Song
- Written: 1917
- Published: August 27, 1917 Tell Taylor, Inc., Chicago
- Composer: Isham Jones
- Lyricists: Tell Taylor; Ole Olsen;

= You're in the Army Now (song) =

Sheet music of the song

"You're in the Army Now" also known as "We're in the Army Now" is an American song written in 1917 by Isham Jones. Lyrics were written by Tell Taylor and Ole Olsen. The notes of the melody are intended to resemble those of a U.S. Army bugle call.

==In popular culture==
The piece of music has appeared in several movies and cartoons about the US Army from The Big Parade to The Dirty Dozen to The Draft Horse to Rio Grande with the lyrics providing titles for two 1941 army comedies You're in the Army Now and You'll Never Get Rich. The original title of the television series The Phil Silvers Show was You'll Never Get Rich.

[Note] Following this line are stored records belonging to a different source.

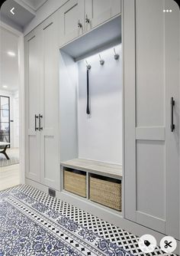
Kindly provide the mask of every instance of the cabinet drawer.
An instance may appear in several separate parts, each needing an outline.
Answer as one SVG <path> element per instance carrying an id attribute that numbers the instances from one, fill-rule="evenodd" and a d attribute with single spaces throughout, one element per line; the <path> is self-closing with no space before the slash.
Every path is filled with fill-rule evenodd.
<path id="1" fill-rule="evenodd" d="M 77 171 L 64 171 L 64 189 L 86 197 L 86 176 Z"/>
<path id="2" fill-rule="evenodd" d="M 91 176 L 90 199 L 121 211 L 121 183 Z"/>

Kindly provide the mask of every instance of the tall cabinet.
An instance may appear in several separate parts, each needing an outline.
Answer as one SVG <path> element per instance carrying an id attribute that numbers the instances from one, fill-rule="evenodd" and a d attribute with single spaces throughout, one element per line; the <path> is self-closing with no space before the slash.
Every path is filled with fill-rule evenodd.
<path id="1" fill-rule="evenodd" d="M 179 10 L 124 5 L 125 218 L 179 239 Z"/>
<path id="2" fill-rule="evenodd" d="M 55 13 L 25 37 L 26 177 L 59 185 L 59 36 Z"/>

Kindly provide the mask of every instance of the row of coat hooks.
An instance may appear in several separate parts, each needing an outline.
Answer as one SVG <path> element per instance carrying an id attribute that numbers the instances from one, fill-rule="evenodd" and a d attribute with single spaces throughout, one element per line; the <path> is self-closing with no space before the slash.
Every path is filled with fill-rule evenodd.
<path id="1" fill-rule="evenodd" d="M 100 54 L 98 54 L 98 56 L 99 56 L 100 64 L 101 66 L 103 66 L 104 64 L 105 61 L 104 61 L 104 60 L 103 60 L 101 58 L 101 56 Z M 115 61 L 117 61 L 119 59 L 119 57 L 120 57 L 120 55 L 116 53 L 116 49 L 115 48 L 114 48 L 114 57 Z M 87 60 L 85 60 L 85 62 L 86 62 L 87 69 L 90 70 L 92 68 L 92 66 L 90 65 L 90 64 L 88 63 Z"/>

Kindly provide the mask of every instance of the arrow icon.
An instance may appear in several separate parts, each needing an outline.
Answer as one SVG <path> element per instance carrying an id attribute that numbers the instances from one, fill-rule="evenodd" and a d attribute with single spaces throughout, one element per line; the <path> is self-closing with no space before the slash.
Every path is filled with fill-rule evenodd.
<path id="1" fill-rule="evenodd" d="M 10 10 L 10 11 L 11 12 L 11 14 L 13 15 L 14 15 L 14 12 L 13 11 L 14 10 L 14 7 L 13 7 L 12 8 L 11 8 L 11 10 Z"/>

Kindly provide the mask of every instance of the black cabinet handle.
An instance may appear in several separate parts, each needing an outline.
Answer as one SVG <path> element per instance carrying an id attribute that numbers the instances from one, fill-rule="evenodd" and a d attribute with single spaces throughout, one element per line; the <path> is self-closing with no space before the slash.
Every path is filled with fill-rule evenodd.
<path id="1" fill-rule="evenodd" d="M 37 127 L 37 120 L 39 118 L 37 115 L 35 115 L 35 132 L 39 130 L 38 127 Z"/>
<path id="2" fill-rule="evenodd" d="M 175 124 L 174 124 L 174 106 L 175 106 L 175 100 L 173 97 L 171 97 L 171 131 L 173 132 L 175 130 Z"/>
<path id="3" fill-rule="evenodd" d="M 39 131 L 40 132 L 41 130 L 43 130 L 43 127 L 41 127 L 41 123 L 40 123 L 40 119 L 43 118 L 43 116 L 40 113 L 39 114 Z"/>

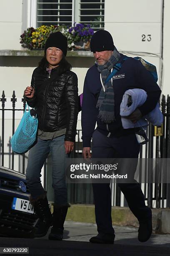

The song is also referenced by war poet John Allan Wyeth in his 1928 poetry collection This Man's Army: A War in Fifty-Odd Sonnets. The collection recalls Wyeth's service with the American Expeditionary Forces in France during the First World War.

==Lyrics==
There are at least two versions of the lyrics with "You'll never get rich, you son of a bitch" often replaced with "You'll never get rich by digging a ditch".